Single by Smokey Robinson

from the album Being with You
- B-side: "What's in Your Life for Me"
- Released: January 23, 1981
- Recorded: January 1981
- Studio: Studio Sound Recorders (North Hollywood, California, United States)
- Genre: Quiet storm; R&B;
- Length: 4:06
- Label: Motown
- Songwriter: Smokey Robinson
- Producers: George Tobin, Mike Piccirillo

Smokey Robinson singles chronology
| "Let Me Be the Clock" (1980) | "Being with You" (1981) | "You Are Forever" (1981) |

Music video
- "Being With You" on YouTube

= Being with You (song) =

1981 Single by Smokey Robinson

"Being with You" is a 1981 song recorded by American singer Smokey Robinson. The song spent five weeks at No. 1 on the Hot Soul Singles chart from March to early May 1981 and reached number two on the Billboard Hot 100, behind "Bette Davis Eyes" by Kim Carnes, his highest charting solo hit on the Billboard pop charts. It also reached number one in the UK Singles Chart.

==Background==
Robinson approached George Tobin, who had produced Kim Carnes’ cover of the Robinson-written “More Love”, and offered the song to Carnes. However, Tobin was no longer working with Carnes at that point and after hearing the demo suggested Robinson record it himself. Tobin also agreed to produce the track.

"Being with You" is the title track from Robinson's Gold-certified album with the same name. The song reached No. 1 on the US Cash Box Top 100. The track was also a No. 1 hit in the UK Singles Chart in June 1981, becoming Robinson's second UK No. 1 single and his first as a solo artist.

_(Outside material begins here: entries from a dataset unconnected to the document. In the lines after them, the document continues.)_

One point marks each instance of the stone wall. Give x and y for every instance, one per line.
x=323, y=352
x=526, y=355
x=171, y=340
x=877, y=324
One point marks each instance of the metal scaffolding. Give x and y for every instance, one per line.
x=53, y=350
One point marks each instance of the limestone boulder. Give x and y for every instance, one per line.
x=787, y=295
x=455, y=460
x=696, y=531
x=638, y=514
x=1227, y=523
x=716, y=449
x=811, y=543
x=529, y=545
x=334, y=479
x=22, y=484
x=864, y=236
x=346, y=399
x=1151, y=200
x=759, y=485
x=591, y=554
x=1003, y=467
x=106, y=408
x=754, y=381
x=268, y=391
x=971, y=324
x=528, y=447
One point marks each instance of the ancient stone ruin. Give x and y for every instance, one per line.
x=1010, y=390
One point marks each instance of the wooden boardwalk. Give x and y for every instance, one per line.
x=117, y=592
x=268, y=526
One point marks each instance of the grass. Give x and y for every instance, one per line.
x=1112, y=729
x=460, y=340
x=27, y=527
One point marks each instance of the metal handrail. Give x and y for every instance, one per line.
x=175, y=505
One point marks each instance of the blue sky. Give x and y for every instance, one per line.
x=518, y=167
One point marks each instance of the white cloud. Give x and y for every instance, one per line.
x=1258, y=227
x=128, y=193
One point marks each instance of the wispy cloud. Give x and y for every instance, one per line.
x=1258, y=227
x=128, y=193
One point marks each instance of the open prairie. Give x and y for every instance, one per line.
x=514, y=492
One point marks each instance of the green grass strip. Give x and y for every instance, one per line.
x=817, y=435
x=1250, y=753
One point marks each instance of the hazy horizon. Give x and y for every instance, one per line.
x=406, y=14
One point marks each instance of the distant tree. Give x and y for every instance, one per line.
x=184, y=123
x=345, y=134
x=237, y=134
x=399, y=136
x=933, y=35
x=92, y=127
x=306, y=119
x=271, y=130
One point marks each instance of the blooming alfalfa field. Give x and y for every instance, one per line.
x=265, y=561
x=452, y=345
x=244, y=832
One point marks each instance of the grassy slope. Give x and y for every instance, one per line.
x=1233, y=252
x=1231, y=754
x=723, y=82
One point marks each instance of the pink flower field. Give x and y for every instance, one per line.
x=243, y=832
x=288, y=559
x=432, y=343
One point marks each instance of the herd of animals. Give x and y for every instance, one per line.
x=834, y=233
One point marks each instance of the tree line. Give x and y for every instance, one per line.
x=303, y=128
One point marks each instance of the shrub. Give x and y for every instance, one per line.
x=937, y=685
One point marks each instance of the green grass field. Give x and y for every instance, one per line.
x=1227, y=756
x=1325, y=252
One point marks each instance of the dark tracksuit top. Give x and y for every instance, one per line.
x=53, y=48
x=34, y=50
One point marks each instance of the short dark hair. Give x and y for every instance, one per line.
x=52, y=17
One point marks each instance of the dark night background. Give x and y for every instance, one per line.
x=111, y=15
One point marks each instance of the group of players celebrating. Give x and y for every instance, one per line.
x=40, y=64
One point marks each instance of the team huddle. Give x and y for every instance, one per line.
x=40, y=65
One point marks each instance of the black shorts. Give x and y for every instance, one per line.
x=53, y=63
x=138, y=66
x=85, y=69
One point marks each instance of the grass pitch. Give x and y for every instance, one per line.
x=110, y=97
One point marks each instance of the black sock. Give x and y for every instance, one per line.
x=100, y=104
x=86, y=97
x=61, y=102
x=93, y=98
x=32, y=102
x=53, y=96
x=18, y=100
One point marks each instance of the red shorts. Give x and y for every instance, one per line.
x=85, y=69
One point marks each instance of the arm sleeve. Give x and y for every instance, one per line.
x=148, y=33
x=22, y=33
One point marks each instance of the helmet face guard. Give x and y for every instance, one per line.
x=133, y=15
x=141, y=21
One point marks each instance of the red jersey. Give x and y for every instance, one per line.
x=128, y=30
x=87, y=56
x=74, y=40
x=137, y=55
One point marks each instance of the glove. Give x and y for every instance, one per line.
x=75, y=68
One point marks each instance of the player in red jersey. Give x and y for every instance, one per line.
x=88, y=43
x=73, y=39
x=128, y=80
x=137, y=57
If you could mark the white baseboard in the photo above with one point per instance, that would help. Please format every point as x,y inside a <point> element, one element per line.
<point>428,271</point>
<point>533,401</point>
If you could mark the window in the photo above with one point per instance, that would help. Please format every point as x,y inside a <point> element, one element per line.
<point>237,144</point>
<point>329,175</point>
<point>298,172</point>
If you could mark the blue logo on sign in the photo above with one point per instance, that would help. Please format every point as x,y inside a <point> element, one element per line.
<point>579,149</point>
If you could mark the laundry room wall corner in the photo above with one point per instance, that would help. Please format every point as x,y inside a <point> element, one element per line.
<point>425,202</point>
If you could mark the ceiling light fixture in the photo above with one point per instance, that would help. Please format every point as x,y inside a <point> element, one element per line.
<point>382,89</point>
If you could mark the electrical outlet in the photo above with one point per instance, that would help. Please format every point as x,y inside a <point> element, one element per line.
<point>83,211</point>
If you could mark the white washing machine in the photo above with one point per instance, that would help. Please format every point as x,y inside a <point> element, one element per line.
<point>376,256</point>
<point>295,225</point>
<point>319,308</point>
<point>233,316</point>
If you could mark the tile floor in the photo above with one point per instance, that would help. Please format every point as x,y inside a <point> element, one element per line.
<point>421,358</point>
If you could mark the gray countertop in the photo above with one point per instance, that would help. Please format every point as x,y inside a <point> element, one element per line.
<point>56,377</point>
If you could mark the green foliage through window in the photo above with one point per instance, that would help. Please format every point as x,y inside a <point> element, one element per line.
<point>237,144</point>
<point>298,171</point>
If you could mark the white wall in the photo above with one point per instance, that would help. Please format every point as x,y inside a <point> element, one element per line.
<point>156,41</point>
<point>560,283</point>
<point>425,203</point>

Soon after Robinson's English single was released, Motown's subsidiary label Tamla released a Spanish version of the song under the title of "Aqui Con Tigo" (Tamla T 54325F), backed with a bilingual English/Spanish version.

==Chart performance==

===Weekly charts===

Weekly chart performance for "Being with You"
| Chart (1981) | Peak position |
|---|---|
| Australia (Kent Music Report) | 14 |
| Belgium (Ultratop 50 Flanders) | 37 |
| Canada RPM Top Singles | 5 |
| Canada Adult Contemporary | 5 |
| France | 2 |
| Ireland (IRMA) | 2 |
| New Zealand Singles Chart | 1 |
| South Africa | 7 |
| UK Singles Chart | 1 |
| US Billboard Hot 100 | 2 |
| US Adult Contemporary (Billboard) | 4 |
| US Hot R&B/Hip-Hop Songs (Billboard) | 1 |
| US Cash Box Top 100 | 1 |

===Year-end charts===

Year-end chart performance for "Being with You"
| Chart (1981) | Rank |
|---|---|
| Australia (Kent Music Report) | 95 |
| Canada | 16 |
| New Zealand | 7 |
| UK | 12 |
| US Billboard Hot 100 | 13 |
| US Cash Box Top 100 | 19 |

==Certifications==

Certifications for "Being with You"
| Region | Certification | Certified units/sales |
| Canada (Music Canada) | Gold | 50,000^{^} |
| United Kingdom (BPI) | Gold | 500,000^{^} |
| United States (RIAA) | Gold | 1,000,000^{^} |
^{^} Shipments figures based on certification alone.